Débuts dans le jeu de rôles, rémunération des auteurs, difficultés du travail d'indépendant, état du marché et du milieu : peut-on vivre du jeu de rôles ? Depuis quelques années, ce sont souvent les mêmes questions qui reviennent au fil des rencontres, des interviews et des conventions de jeu. Plutôt qu'une simple rétrospective émaillée d'anecdotes personnelles, j'aimerais profiter de cette biographie pour parler plus concrètement de mon métier et transmettre le flambeau à ceux qui rêvent d'en faire le leur. Car non seulement il y en a, mais je vais même les encourager.
10 ans. Pour la petite histoire, j'ai découvert le jeu de rôles en 1985 grâce à Dungeons & Dragons, Empire Galactique et les Livres dont vous êtes le héros. J'avais dix ans à l'époque, et j'étais loin d'imaginer la dimension que ces drôles de livres, ces "romans d'univers" sans véritable histoire, étaient capables de prendre une fois assis autour d'une table, entouré d'autres joueurs. Tout a commencé par une rencontre, la découverte d'un club, les parties chaque samedi, les chips et les gâteaux : premières créations de personnages, premiers fumbles, premiers points d'expérience, premiers donjons pour hauts niveaux... Le mal élémentaire était fait, j'étais devenu rôliste.

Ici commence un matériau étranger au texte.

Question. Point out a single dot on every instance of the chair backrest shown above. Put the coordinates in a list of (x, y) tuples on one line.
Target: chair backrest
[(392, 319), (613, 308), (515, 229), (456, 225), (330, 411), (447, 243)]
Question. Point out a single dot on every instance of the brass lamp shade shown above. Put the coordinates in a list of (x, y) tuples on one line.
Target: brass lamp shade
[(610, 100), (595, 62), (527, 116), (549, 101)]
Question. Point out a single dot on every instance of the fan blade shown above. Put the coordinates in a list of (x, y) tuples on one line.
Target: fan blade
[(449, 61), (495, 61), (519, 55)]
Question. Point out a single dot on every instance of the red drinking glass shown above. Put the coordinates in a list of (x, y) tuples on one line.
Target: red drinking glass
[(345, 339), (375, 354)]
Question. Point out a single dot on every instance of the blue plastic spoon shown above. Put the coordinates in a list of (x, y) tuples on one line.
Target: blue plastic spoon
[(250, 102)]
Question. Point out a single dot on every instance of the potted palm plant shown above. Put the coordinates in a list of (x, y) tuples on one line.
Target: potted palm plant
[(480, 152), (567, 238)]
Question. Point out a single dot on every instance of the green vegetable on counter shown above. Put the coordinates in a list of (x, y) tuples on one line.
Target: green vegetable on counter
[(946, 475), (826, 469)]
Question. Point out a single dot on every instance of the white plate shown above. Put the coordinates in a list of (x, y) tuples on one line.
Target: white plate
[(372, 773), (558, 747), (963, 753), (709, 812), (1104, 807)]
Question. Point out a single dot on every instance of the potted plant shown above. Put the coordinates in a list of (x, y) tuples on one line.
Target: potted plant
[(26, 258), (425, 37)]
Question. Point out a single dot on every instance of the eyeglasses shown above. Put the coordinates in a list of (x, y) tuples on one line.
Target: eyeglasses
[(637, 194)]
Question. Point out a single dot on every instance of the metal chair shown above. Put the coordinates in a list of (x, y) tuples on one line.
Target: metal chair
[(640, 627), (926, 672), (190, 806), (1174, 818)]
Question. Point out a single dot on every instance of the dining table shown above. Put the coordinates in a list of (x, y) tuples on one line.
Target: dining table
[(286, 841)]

16 ans. Avant de devenir auteur, j'ai vaguement suivi quelques études de lettres à Reims, attiré par l'espoir d'y apprendre à écrire et rapidement dégoutté de m'être fait apprendre à lire. A cette époque, j'arrêtais lentement le rock et la radio pour me mettre aux platines et devenir DJ. En 1991, il n'y avait ni Internet, ni téléphone portable, et les free parties de l'époque étaient encore des "raves". Flyers à la sauvette, rendez-vous incertains, convois en file indienne sur des chemins de terre, bonnets fluorescents et silhouettes dans la nuit : on dansait, et le soleil se levait. Jeux de rôles d'un côté, soirées techno de l'autre, à croire que toute activité nocturne un tant soit peu épanouissante doit un jour faire les choux gras d'une presse et d'une télévision qui n'y comprennent rien.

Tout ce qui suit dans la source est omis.